Pete's Log: Days of Grass

Entry #1227, (Books, Writing, n such)
(posted when I was 23 years old.)

While I was home over break I was given the opportunity to take any books I wanted out of several boxes full. Most of the books I took I chose because they looked like good books. But I also chose a few books that were blatantly bad science fiction. And last night I found myself wanting to read some bad science fiction. So I read Tanith Lee's Days of Grass. It was 250 pages of trash and I worked my way through it as some sick exercise in who knows what.

The story was unbelievable, unappealing, and, I'm pretty sure, self-contradicting at times. The characters were unbelievable and unlikable. The writing was confused and generally poor.

I feel no reason not to share the plot here, so if you think you will ever want to read this novel yourself, you may want to quit reading now. The premise is that 150 years ago alien invaders forced humanity underground. Now Esther, a young woman whose parents died long ago, has found her way Above (yes, Above and Below are capitalized in this book) and begins making regular trips there despite a law forbidding it. After several years she is caught because people notice she has a tan. She is brought to the leader of their colony, and instead of getting in trouble, is taken under his wing. He teaches her the history of how they came to be underground and so on and eventually confesses to her he wants her to be the next leader. On her next trip Above, Esther sees one of the invaders for the first time and also runs into Cury, a man who has been living above ground. She returns Below with Cury to find the leader has died. So she makes herself the new leader. Cury is suddenly revealed as a traitorous dog-minded masochist with prurient vampirism habits. He betrays the colony to the invaders and they are all captured. The invaders take the poor humans to their city for who knows what purpose. Except Esther is kept separate from the rest of the humans. She then apparently spends several months doing little other than having sex. Then she gets to meet one of the aliens up close and personal. He turns out to look exactly like a human because obviously an alien race would only be interested in conquering earth if they were, physically, very similar to humans. What? So then more time goes by in which Esther is left to herself, then the alien guy has sex with her. Then she's left alone for a long while again. Then the alien tells her that he's actually the only alien left, that before her colony had been captured he had begun killing all the other aliens because he thought humans were better. The book ends with him telling her she should lead the newly free humans and asking her to kill him.

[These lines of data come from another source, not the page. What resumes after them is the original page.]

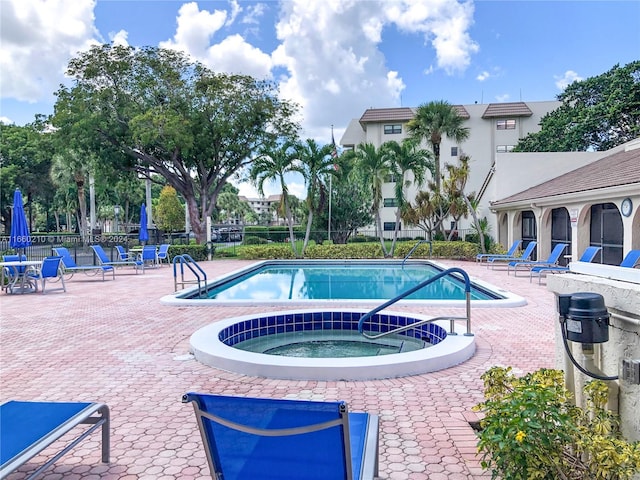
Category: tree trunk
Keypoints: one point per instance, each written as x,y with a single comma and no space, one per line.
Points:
307,232
476,223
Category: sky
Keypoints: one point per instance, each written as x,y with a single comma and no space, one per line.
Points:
335,58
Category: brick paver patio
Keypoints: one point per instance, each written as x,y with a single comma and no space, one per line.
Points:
114,342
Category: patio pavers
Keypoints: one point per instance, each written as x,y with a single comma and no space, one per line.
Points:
114,342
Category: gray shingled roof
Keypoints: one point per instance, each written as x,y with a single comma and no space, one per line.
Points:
622,168
401,114
462,111
386,114
512,109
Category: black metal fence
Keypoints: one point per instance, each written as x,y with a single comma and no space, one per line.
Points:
42,244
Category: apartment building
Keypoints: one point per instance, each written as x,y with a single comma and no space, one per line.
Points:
494,128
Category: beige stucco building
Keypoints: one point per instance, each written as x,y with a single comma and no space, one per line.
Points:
494,129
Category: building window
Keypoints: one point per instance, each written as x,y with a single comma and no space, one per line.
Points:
504,148
391,178
390,226
505,125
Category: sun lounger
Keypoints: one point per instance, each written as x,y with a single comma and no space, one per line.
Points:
510,253
69,266
587,256
551,261
104,260
250,438
27,428
526,255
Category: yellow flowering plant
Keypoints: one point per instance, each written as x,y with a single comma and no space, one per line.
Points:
531,430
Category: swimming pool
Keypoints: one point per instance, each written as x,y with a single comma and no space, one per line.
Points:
368,282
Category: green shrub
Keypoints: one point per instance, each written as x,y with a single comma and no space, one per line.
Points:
270,251
532,430
441,249
197,252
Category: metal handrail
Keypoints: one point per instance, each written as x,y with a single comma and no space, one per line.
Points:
467,290
416,246
185,259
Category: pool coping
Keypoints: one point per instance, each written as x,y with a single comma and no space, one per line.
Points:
509,299
209,350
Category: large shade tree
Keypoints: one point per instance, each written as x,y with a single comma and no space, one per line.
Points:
598,113
162,114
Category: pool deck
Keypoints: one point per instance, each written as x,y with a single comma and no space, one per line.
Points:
114,342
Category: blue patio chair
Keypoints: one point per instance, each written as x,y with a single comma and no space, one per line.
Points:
250,438
148,257
526,255
10,274
27,428
122,253
631,259
551,261
103,259
510,253
50,269
163,253
587,256
69,266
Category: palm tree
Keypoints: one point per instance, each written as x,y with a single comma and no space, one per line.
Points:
403,158
374,167
317,163
431,122
72,167
458,177
271,165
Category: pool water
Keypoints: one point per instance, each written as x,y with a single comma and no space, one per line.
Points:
351,280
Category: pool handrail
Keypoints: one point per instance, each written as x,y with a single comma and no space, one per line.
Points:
406,293
186,259
413,249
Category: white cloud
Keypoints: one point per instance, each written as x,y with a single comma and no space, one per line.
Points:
38,38
119,38
196,30
567,79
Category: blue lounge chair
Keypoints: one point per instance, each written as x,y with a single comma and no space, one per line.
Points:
526,255
163,253
122,253
27,428
11,275
587,256
51,269
149,257
631,259
69,266
104,260
510,253
250,438
551,261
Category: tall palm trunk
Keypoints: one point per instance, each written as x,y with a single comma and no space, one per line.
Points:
476,222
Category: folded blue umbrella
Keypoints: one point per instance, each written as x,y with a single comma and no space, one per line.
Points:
19,236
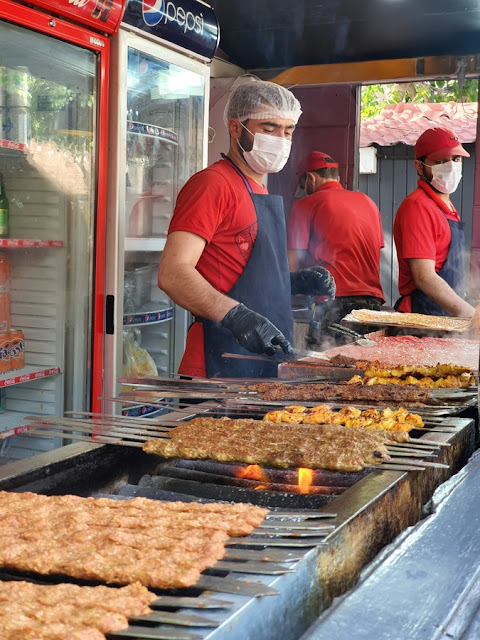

Tanith Lee, it appears, has a number of books published (another one of them is apparently titled Kill The Dead). If he was able to get this one published, I think there is hope for all who write science fiction. I marked a few of my favorite quotes in the book and will share them:

"The two were utterly opposed in character, goal and outlook, as if they viewed the devastated world each through a different pane of colored glass, one knowing everything to be scarlet, while the other asserted that everything was indigo."

"Everything was striped or latticed with shadow and light, white on black, black on white, white on black on white."

"All five [rats] were lapping, like picture-book kittens from a stream of spilled canned milk. Only the milk was red."

As bad as this book was and as much as I feel it should never have been published, for some reason I feel refreshed for having made my way through it. I'm now ready again for more real books.